Now, if you know me, you know there are few things that scare me. I ride fourwheelers, water wheelies, racing thru the mud, I am not scared of much. But roller derby scared the ever living shit out of me. Truly. I am a person who breaks bones. And often. I have been declined Aflac coverage bc of the bones I break. It is what it is. But rarely do I have a cool story to tell. So I had beebn hearing about my local derby league- and one day the captain- Raven- approached- no stalked me- in Walmart in the juice aisle!! She told me about the local team and I resigned myself to go.
A bit about me, although I am rather social in nature, given my job (I work from home) and that I go to school online- I don't get out much! So I celebrated my 37th birthday on Aug 29 and then I went to the very next practice.
I got killed.
It's true.
For a long time I was an equipment borrower, one time a week only skater.
Until I got my own skates and equipment.
Then I started going on Friday nights. Then Saturdays. And now I practice 2 times a week, skate 2 times a week and sometimes skate the trails by my house.
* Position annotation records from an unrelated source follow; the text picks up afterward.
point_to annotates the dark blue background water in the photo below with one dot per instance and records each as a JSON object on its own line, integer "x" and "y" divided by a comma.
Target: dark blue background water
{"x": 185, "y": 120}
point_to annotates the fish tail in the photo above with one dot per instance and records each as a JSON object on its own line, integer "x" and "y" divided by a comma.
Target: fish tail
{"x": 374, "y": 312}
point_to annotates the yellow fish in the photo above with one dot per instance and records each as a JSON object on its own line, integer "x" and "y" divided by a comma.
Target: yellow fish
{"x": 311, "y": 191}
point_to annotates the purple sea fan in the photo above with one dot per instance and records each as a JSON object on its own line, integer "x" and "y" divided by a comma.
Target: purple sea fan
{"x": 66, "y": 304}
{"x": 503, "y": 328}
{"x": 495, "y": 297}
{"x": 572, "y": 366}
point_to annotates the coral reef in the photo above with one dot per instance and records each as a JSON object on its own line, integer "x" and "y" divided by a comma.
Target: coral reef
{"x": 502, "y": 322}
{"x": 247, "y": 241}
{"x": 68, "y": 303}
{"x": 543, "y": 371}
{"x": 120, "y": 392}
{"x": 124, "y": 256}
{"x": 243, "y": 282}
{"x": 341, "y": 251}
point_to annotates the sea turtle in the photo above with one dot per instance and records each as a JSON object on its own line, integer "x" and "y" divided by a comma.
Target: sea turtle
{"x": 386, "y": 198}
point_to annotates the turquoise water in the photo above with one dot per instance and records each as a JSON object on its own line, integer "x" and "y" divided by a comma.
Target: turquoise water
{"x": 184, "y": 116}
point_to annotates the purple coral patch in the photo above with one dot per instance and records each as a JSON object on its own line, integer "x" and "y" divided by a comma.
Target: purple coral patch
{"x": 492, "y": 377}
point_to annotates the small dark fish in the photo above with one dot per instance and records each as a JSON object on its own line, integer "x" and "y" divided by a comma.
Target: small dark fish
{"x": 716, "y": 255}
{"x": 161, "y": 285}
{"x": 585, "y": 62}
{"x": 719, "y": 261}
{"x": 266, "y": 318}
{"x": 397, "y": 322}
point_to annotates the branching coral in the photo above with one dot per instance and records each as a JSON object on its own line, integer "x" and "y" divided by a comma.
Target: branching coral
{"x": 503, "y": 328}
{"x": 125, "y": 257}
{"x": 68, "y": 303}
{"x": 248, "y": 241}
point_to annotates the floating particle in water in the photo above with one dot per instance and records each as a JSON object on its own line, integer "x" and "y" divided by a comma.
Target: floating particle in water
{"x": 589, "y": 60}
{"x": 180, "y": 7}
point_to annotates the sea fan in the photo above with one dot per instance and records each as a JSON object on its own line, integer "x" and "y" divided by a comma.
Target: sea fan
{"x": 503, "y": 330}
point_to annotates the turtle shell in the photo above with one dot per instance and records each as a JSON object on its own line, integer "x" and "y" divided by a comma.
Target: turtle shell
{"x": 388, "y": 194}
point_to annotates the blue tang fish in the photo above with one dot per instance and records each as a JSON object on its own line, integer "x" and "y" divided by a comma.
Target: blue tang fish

About those first few practices. Let me start by saying, when they say roller derby is a sisterhood, wow, it really is. I don't know how it is with other teams, but truly, these girls, as bad as I was, am, make me feel like I am special. They make me feel like I am not the bumbling idiot I know I must look like. And I was pretty bad. Like Bambi on skates. The deer, not the hooker. But I am getting there. Bruises are my badges of honor.

So here I am, about 3 months after I started, and I am loving this sport.
I had my first contact practice on Sunday and got rocked, absolutely rocked by a really great player. I needed it and more importantly, I liked it.

I am learning to fall small. Sorta. As a natural klutz- that is a big obstacle to overcome. I need to stop saying "Im sorry" it comes out so often. There are no sorry's in derby. I need to work on endurance. I lack so much of it and lose steam so quickly. I am getting there. Skating more, going to other team's practices, skating more.. I am getting there.

I will get there.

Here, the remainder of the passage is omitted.